The Idea
The text says that excluding Islam from the comparative study of religions weakens the understanding of religion itself. Comparison is not complete if one of its major components is left out, because that leaves the picture incomplete and skewed. The point here is that the study of religions requires a broader scope, one that makes it possible to see both commonalities and differences without confining knowledge to specific traditions.
Concise Formulation
Excluding Islam from comparative study weakens the study of religion
Its Place in the Book’s Argument
This idea serves the book’s argument by criticizing narrowness in scholarly vision, whether it comes from within the discipline or from outside it. When Islam is excluded from comparison, the result is not only an injustice to its right to be studied, but also a impoverishment of the understanding of religion as a historical and cultural phenomenon. The claim is therefore directly connected to the demand to broaden the field of inquiry.
Why It Matters
The importance of this idea is that it prevents the study of religion from becoming an selective field that reinforces preconceived judgments.
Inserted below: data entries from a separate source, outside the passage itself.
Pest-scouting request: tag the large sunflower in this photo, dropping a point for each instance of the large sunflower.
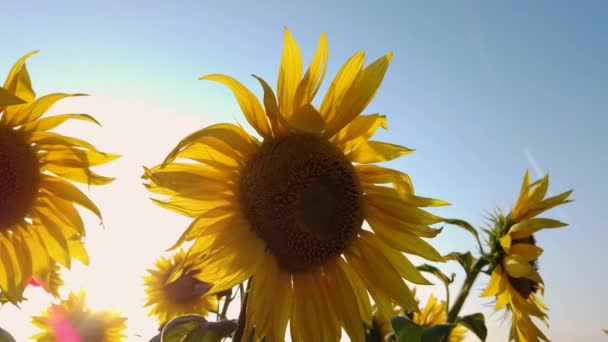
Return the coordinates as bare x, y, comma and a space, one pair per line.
288, 211
184, 295
71, 320
39, 224
515, 281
In Arkoun’s reading, sound knowledge is not based on exclusion but on broader comprehensiveness. Including Islam in comparison thus becomes a condition for a deeper and fairer understanding of the history of religions and of each religion’s place within it.
Brief Evidence Passage
The text says that excluding Islam from the comparative study of religions weakens the understanding of religion itself. Comparison is not complete if one of its major components is left out, because that leaves the picture incomplete and skewed. The point here is that the study of religions needs a broader inclusiveness that allows one to see commonalities and differences without confining knowledge to specific traditions.
Reading Questions
- What does the researcher lose when Islam is excluded from comparative study?
- How does comprehensive comparison help us understand religion better?
Degree of Documentation
High: the claim appears in a clear place in the book’s material.